Last year, the council issued an ultimatum that to receive the funding for the free places, PVI settings would have to follow the Birmingham Business Charter for Social Responsibility, which stipulates that employees must be paid the living wage (£7.56 per hour).
It is understood that the proposed increase is an interim measure ahead of a council review of the early years funding formula for early education in April. Birmingham City Council has also just launched a consultation into its ‘new-look early years health and well-being services’.
Councillor Brigid Jones, cabinet member for children’s services, said, ‘We need to ensure that our youngest children have the best possible care at such an important stage in their development.
‘For many settings it costs more to deliver the free hours than they get in funding.
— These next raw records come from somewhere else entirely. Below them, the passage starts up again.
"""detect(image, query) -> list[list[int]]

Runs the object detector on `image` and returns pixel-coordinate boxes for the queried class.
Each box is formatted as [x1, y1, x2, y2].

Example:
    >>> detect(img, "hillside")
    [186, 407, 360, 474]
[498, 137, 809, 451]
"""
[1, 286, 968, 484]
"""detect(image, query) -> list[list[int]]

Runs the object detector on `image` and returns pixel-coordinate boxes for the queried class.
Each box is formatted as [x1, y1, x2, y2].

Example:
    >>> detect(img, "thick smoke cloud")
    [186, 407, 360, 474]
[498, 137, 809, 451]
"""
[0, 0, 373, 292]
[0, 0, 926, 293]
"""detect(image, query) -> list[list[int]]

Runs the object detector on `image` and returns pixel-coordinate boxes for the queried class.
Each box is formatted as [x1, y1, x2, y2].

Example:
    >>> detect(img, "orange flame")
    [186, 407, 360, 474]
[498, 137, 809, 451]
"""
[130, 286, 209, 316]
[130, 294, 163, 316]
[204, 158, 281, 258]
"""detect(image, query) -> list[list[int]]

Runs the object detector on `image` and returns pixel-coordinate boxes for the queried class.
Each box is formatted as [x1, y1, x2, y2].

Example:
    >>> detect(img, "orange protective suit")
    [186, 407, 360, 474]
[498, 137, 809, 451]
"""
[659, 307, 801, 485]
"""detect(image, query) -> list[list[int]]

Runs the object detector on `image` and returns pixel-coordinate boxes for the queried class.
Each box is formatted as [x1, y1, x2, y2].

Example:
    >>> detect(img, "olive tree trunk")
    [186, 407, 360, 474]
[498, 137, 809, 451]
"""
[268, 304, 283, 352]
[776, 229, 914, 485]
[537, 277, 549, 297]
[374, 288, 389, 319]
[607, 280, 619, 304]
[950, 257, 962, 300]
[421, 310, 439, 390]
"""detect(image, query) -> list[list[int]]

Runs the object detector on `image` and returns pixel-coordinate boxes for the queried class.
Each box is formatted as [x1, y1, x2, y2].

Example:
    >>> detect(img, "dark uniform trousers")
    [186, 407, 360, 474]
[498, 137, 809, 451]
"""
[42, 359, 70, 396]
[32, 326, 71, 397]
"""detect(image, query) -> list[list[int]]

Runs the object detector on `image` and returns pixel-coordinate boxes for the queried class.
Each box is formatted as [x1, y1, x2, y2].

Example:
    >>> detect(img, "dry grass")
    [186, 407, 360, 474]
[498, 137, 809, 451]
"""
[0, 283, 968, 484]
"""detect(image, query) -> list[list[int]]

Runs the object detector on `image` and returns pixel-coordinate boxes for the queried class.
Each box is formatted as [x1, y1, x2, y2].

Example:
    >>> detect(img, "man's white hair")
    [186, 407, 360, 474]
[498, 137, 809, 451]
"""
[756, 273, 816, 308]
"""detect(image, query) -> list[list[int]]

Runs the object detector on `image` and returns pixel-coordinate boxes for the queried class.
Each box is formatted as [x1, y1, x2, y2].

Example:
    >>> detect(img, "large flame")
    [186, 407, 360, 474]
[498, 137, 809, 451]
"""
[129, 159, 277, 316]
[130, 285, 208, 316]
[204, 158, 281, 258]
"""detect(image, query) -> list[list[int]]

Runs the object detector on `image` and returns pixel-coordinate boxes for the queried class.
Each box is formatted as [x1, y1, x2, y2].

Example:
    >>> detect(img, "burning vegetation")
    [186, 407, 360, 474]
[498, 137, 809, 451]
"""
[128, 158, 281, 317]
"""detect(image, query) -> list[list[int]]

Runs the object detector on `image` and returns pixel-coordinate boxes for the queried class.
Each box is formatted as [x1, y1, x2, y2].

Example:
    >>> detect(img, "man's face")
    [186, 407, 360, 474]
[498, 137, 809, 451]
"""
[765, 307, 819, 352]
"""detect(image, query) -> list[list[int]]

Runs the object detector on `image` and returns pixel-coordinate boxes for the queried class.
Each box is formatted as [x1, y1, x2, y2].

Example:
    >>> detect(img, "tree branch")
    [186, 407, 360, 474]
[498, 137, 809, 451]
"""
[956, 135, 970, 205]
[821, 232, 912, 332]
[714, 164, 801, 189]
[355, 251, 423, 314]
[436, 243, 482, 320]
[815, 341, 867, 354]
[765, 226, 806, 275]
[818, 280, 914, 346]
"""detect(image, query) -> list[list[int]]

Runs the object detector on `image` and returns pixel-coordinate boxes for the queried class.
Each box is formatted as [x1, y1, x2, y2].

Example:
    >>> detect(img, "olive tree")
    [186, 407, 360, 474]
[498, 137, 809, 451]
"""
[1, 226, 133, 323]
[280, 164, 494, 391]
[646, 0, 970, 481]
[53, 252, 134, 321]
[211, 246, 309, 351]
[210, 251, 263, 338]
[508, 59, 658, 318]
So if we don’t provide this vital extra support there is a real danger that many of these places could go out of business, and children would lose out. So it is absolutely right that we take this step to support these places that provide such an important service.
Sarah Presswood, chair of the Birmingham PVI Support Association and owner of George Perkins Day Nursery, said that the emergency funding would not have been possible without the hard work and lobbying of the association.
‘Birmingham PVI Support Association is pleased that after a long campaign and the publication of an independent report into the funding levels, Birmingham City Council has recognised the underfunding of the sector and is seeking to redress this with an emergency increase,' she said.
'We look forward to working with the local authority on a full review of the funding rates paid to all nursery providers to ensure fair and sustainable levels of funding from next April.’
The National Day Nurseries Association (NDNA) called the proposed move a ‘step in the right direction’.
Its chief executive Purnima Tanuku said, ‘We welcome this increase as a small step in the right direction and an acknowledgement of what NDNA has been campaigning for now for many years. NDNA informed the KPMG review and has also met with key personnel within Birmingham City Council to support an increase in funding payments.
‘A mid-year emergency increase is a very unusual step and reflects the critical importance of enabling PVI providers to sustainably deliver free places.
‘However, the urgent need for funding reform is ever greater, with the introduction of the National Living Wage in April and the doubling of funded places the following year to 30 hours. This is the first step in the right direction, but not the end of the story.’